The length of the tests and whether the questions are developmentally appropriate are among common complaints made by parents across the state. As a result, more than 200,000 students in grades 3-8 opted out of the controversial Common Core-based tests
when they were offered in April.
That’s about one-fifth of the kids who were scheduled to take the standardized exams in math and English.
According to Elia, the shorter tests will be offered next April, though she did not say how much shorter the tests will be. Since being hired in July, Elia said she has logged 10,000 miles traveling around the state.
Chester Superintendent Sean Michel, who was in the audience, said, “What we’ve heard is that the tests will probably be shortened by about 20 minutes. It’s a first step … but in dealing with anything involving the State Education Department,
the devil is in the details.”
The superintendent and school board members from Chester were among many mid-Hudson districts represented at the conference.
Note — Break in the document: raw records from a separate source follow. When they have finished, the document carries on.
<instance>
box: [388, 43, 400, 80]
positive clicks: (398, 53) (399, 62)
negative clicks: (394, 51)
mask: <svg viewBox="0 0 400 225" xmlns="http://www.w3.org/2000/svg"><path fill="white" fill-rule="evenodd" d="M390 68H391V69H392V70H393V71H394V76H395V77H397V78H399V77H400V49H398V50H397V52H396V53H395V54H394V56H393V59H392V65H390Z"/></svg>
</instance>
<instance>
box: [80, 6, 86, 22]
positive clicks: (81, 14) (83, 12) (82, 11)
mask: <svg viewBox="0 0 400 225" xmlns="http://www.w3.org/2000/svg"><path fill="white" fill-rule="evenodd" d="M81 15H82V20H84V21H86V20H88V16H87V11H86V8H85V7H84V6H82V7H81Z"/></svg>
The complaints about testing and Common Core were also the focus of panel discussion. The Common Core curriculum is a set of academic standards advocated by the National Governors Association and adopted by 42 states. The Obama administration has backed it as well, and linked it to federal funding.
Monday’s session brought together Regents Chancellor Merryl Tisch and New York State United Teachers union president Karen Magee, who often have opposing views about public education.
Tisch told the group she didn’t think education policy should be part of the budget process or written into state law, which resulted in loud applause from the audience.
The group also discussed how parents have shown increasing distrust of the state education system.
“The erosion of confidence and trust is what’s allowed the opt-out movement to grow,” said Magee. “Turning this around is going to take some dramatic change,” said Richard Longhurst, executive administrator of the State Parent Teacher Association.
Greenwood Lake Superintendent Christine Ackerman had a question for Tisch.
“We follow the Common Core curriculum, but if we’re going to adjust those standards, they won’t be “common” anymore, and aren’t we going back to a state-based system ?” Ackerman asked.